Open dhil opened 3 months ago
+1 to @rossberg's previous suggestion to accomplish this using a resume
variant.
I suppose a downside of the resume_barrier
variation is that it requires placing the code on continuation (i.e. another stack), whereas the block variation allows code to run on the main stack.
Thinking ahead to shared suspendable functions, an advantage of a block-scope barrier is that it would allow a shared suspendable function to temporarily hold non-shared references inside the scope of the barrier. It could also allow shared-non-suspendable functions that hold arbitrary non-shared references to be inlined into shared-suspendable callers. This is similar to how try_table
allows callees in its scope to be inlined without issue, but an EH design that instead annotated calls with exception handlers would not permit inlining.
I've also been thinking a little more about this. If we require a "shared-only" handler/barrier only on the shared-nonsuspendable
to shared-suspendable
transition, this would allow shared-suspendable
functions to freely call shared-nonsuspendable
functions and inline the callee. If a shared-suspendable
function wants to open a block scope for transiently manipulating unshared
data, it can be allowed to just open a regular block
with a shared-nonsuspendable
function type, and unshared
data can be manipulated in the body of this block - no handler update or shared-barrier
needed! Note that opening a shared-suspendable
block in a shared-nonsuspendable
function would be disallowed, since in this scenario we're requiring a (call-level) shared-barrier
on such transitions.
I think this is consistent with a world where we don't need a block-scoped barrier
instruction. Just like barrier
could be done purely at the call level, the shared-barrier
is needed only at the call level on a shared-nonsuspendable
to shared-suspendable
transition. The other need for a shared-barrier
(manipulating unshared
data held in some TLS) can be satisfied by a regular shared-nonsuspendable
block, which is probably even more lightweight since you don't need to go around flipping any bits at runtime.

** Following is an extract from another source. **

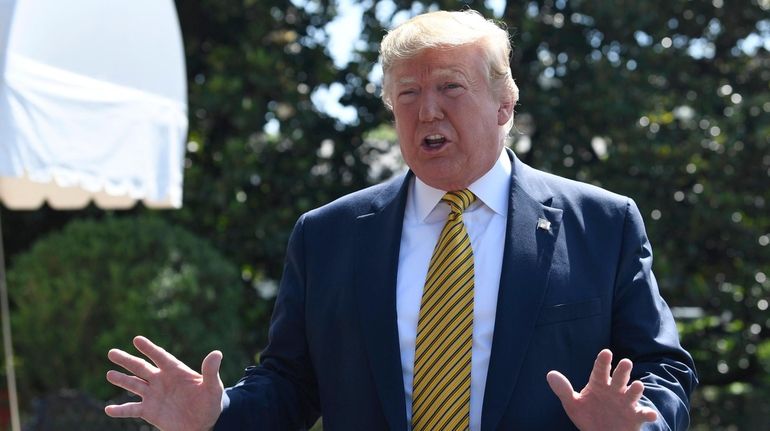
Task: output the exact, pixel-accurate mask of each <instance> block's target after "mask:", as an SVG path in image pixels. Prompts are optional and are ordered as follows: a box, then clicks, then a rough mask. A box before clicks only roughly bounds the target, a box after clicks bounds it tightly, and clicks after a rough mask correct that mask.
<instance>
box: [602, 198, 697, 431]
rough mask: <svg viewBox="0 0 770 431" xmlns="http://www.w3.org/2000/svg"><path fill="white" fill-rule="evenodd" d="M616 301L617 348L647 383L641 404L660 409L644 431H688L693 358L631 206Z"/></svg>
mask: <svg viewBox="0 0 770 431" xmlns="http://www.w3.org/2000/svg"><path fill="white" fill-rule="evenodd" d="M617 265H618V267H617V272H616V274H617V276H616V277H617V278H616V282H615V293H614V301H613V310H612V311H613V320H612V340H611V343H612V346H611V349H612V351H613V352H614V354H615V355H614V357H615V358H616V360H619V359H621V358H630V359H631V360H632V361H633V363H634V367H633V371H632V374H631V379H632V380H641V381H642V383H644V387H645V388H644V394H643V396H642V399H641V400H640V403H641V404H643V405H646V406H649V407H652V408H654V409H656V410H657V411H658V420H657V421H656V422H654V423H648V424H645V426H644V427H643V428H642V429H644V430H686V429H687V427H688V426H689V422H690V420H689V408H690V394H691V393H692V391H693V389H694V388H695V386H696V385H697V383H698V380H697V377H696V374H695V365H694V363H693V360H692V357H691V356H690V355H689V353H687V352H686V351H685V350H684V349H683V348H682V346H681V345H680V344H679V335H678V332H677V327H676V323H675V322H674V318H673V316H672V314H671V310H670V309H669V308H668V305H666V302H665V301H664V300H663V298H662V297H661V296H660V293H659V290H658V285H657V282H656V281H655V276H654V275H653V273H652V248H651V247H650V242H649V240H648V239H647V234H646V233H645V229H644V223H643V221H642V216H641V214H640V213H639V209H638V208H637V206H636V204H635V203H634V202H633V201H631V200H630V199H629V200H628V202H627V205H626V211H625V221H624V226H623V235H622V244H621V248H620V256H619V260H618V263H617Z"/></svg>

I was under the impression that the problem being addressed by some barrier was one of mixing code: in particular, being able to safely mix code generated by a stack switching aware tool with code written before the existence of stack switching.
Yes, for a plain barrier that has nothing to do with multithreading, that's definitely the primary use case. We're thinking ahead to the multithreaded stack switching use case because in that setting, preventing frames that contain unshared references from being suspended as a shared continuation becomes important for correctness as well, and it would be nice if we could use a similar mechanism in both cases.
Opinion: a barrier instruction (whether its a block instruction or a special resume handler) has a architectural deficiency from the perspective of this use case. The issue is that it requires a code that uses stack switching (the using module) to be aware of accessing modules that are not aware of stack switching (the vulnerable module) but need protection. This 'works' but is not fully reliable. In particular, in the situation where the vulnerable module is actually upgraded, this will require the using module to also be upgraded.
I suppose a downside of the
resume_barrier
variation is that it requires placing the code on continuation (i.e. another stack), whereas the block variation allows code to run on the main stack.
I was thinking about this more, and I realized that if a resume_barrier
does not have any handlers besides the barrier
itself, then there's no need for it to switch to a different stack since it can never be suspended to. Of course taking advantage of this requires the resumed continuation to be invokable without switching stacks, and I don't know how feasible that would be for implementations.
@tlively a fused create and resume instruction would probably help with this (or an analogous special-cased peephole optimisation in the engine).
If you fused cont.new and resume_barrier, you might as well just call the result call_barrier. And then if you wanted to take a page out of the EH playbook to prevent further proliferation of call variants, you might want to make the barrier a block instruction instead.
My understanding is that by avoiding a block barrier
, we avoid needing to carry around/manage an extra mutable flag on each stack (including clearing the flag when the end
of the barrier
block is reached). I'd argue this applies doubly when we consider block-level shared-barrier
, since IIUC this would need a second flag. FWIW I'd be fine with not fusing the instructions unless it's clear we need the optimisation and engine-level peephole work isn't sufficient/acceptable.
Looking at shared-barrier
specifically, I think in the scheme I outlined above there's not much benefit to having a block-level shared-barrier
, because you need at least one "shared
-aware" handler if you want to successfully suspend a shared continuation, and you may as well put the barrier directly on this handler rather than trivially putting it on a separate block.
I suspect that the most sensible decision is to leave barrier
of any kind out of this proposal. That has the happy side effect of reducing design coupling between this proposal and shared-everything threads.
I've removed the barrier
instruction from #84 as we agreed on Monday.
Should we close this issue?
The stack switching proposal notably does not feature the
barrier
instruction from the WasmFX/typed continuations proposal? The question is, do we want to include such an instruction? Do we have a use-case (in mind)? The WasmFX barrier instruction has previously been discussed in issue #44.